Snack Wisely: Discover Heirloom Cherokee Popcorn

Heirloom Cherokee popcorn variety ‘Cherokee Long Ear’, with its vivid combination of colors, is more than an attractive home decoration. Popcorn is one of the original types of corn grown in the Americas, and ‘Cherokee Long Ear’ popcorn tops the heirloom list because it can be incorporated into a wide range of culinary uses: It can be ground into cornmeal, eaten like sweet corn, or popped and used in soups. We’ve even included a recipe for popcorn pie!

| December 2007/January 2008

Discover heirloom Cherokee popcorn and how to grow and cook with this nutritious, colorful heirloom variety. This heirloom variety produces delicious popcorn that makes the industrial kernels we’re used to eating from the microwave and in movie theaters taste like Styrofoam.

Cooking With Cherokee Popcorn

Heirloom Cherokee Popcorn Pie Recipe

Who says popcorn kernels have to be yellow? We’ve grown so accustomed to microwave popcorn and the hybrid corn varieties developed for high yields and big kernels, that a whole world of long-forgotten heirloom popcorn varieties are waiting to be rediscovered.

Popcorn is one of the oldest types of corn grown in the Americas, and there are many heirloom varieties with flavors and textures so remarkable that they make the industrial stuff taste like Styrofoam peanuts. I put ‘Cherokee Long Ear’ popcorn at the top of the heirloom list, not just because it’s highly decorative with vivid color combinations, but also because this heirloom Cherokee popcorn offers a range of culinary uses well beyond the common snack. Like many traditional popcorns, it can be ground for cornmeal, eaten young like sweet corn, or used in soups. You can even make popcorn pie! (See the popcorn pie recipe at the top of this article.)

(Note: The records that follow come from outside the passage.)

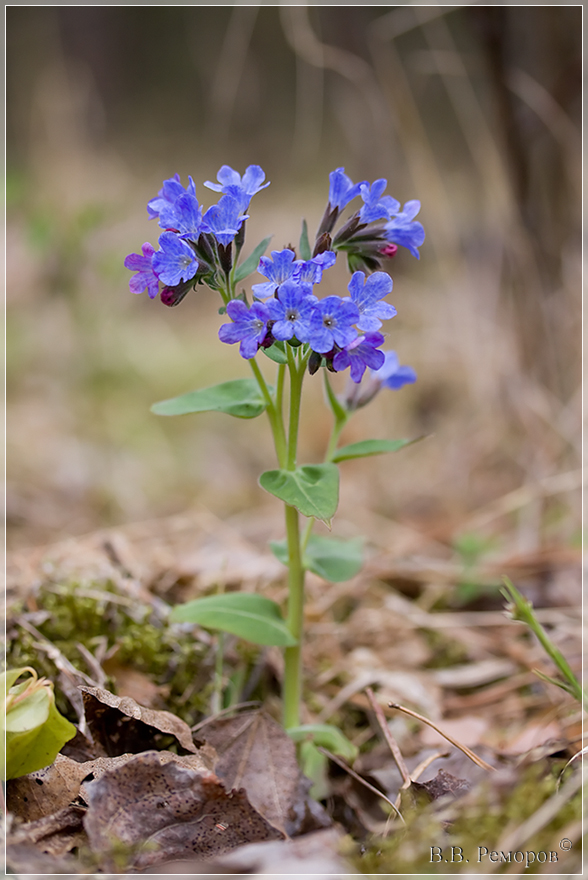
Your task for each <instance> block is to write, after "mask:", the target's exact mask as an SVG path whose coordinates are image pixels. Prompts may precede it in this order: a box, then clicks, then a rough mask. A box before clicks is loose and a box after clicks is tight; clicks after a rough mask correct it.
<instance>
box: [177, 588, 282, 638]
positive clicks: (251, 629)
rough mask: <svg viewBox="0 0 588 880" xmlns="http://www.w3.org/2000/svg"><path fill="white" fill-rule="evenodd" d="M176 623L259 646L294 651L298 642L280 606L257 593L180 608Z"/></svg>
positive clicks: (192, 602)
mask: <svg viewBox="0 0 588 880" xmlns="http://www.w3.org/2000/svg"><path fill="white" fill-rule="evenodd" d="M170 621H171V622H172V623H198V624H200V626H203V627H205V628H206V629H219V630H221V631H222V632H230V633H232V634H233V635H234V636H239V638H241V639H246V640H247V641H248V642H253V643H254V644H256V645H279V646H281V647H291V646H293V645H296V644H297V641H296V639H295V638H294V636H293V635H292V633H291V632H290V630H289V629H288V627H287V626H286V621H285V620H284V618H283V617H282V615H281V614H280V609H279V606H278V605H277V604H276V603H275V602H273V601H272V600H271V599H267V598H266V597H265V596H260V595H258V594H257V593H221V594H220V595H218V596H204V597H203V598H202V599H194V600H193V601H192V602H186V604H185V605H176V607H175V608H174V609H173V610H172V613H171V615H170Z"/></svg>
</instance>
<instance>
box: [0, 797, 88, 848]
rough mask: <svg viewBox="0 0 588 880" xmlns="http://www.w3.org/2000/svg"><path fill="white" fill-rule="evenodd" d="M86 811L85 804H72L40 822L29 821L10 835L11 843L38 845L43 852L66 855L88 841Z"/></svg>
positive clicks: (40, 820) (37, 846) (51, 815)
mask: <svg viewBox="0 0 588 880" xmlns="http://www.w3.org/2000/svg"><path fill="white" fill-rule="evenodd" d="M85 812H86V808H85V807H80V806H70V807H65V808H64V809H63V810H59V811H58V812H57V813H53V815H51V816H45V817H44V818H43V819H37V821H36V822H27V823H26V824H24V825H20V826H19V827H18V828H16V830H15V831H13V832H12V833H11V834H9V835H8V840H7V844H8V846H30V845H34V846H37V848H38V849H39V850H40V851H41V852H43V853H48V854H49V855H52V856H63V855H65V854H66V853H68V852H71V850H72V849H75V848H77V847H79V846H81V845H82V844H83V843H86V844H87V837H86V832H85V831H84V826H83V823H82V820H83V818H84V814H85Z"/></svg>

So what’s the story on Cherokee popcorn? Popcorn is thought to have developed in Mexico many thousands of years ago and then spread through the rest of North America and into South America. Some Native American groups may have been growing it earlier than other types of corn because of its many culinary applications. The Cherokee Nation probably acquired the popcorn through trade contacts with some other group, but they tinkered with it and made the variety what it is today. It’s different from most popcorns in that the kernels come in a rainbow of shades: yellow, white, purple, pink, blue, rose, red, black, olive, orange and more, which is why this corn is so popular as a decoration. A certain number of cobs will be almost uniform in color with dark reds or blacks predominating. These kernels can be set aside and grown by themselves, so that eventually you can have your own designer colors of popcorn.

By popcorn standards, Cherokee’s ears are considered long because most traditional popcorn varieties grow on cobs from 2 1/2 to 4 inches in length. Cherokee ears are 5 to 7 inches long, and the cobs are skinny, almost like cigars. The kernels are tiny, yet the popped corn is surprisingly large.

9/28/2012 4:28:12 PM

Thank you for the link to the Southern Exposure Seed Exchange. I definitely will try the popcorn next growing season. The only place you can buy 'real' popcorn in our town is rural king. I grew Indian corn this year but the drought pretty much ruined it. Will try again with this. Thanks!

5/15/2009 8:35:58 AM

I found the seed for Cherokee popcorn at S. Seed Exchange. Click on 'corn', then 'popcorn', then look for 'rainbow'. We just put our garden in and are sharing a few seeds with a friend in Atlanta so we look forward to seeing how the crop does. Thanks for the tip, Mother Earth News!

2/8/2008 12:26:55 AM

I followed your link to Southern Exposure Seed Exchange but could not find Cherokee Popcorn there. Please help me find it somewhere else. Thank you.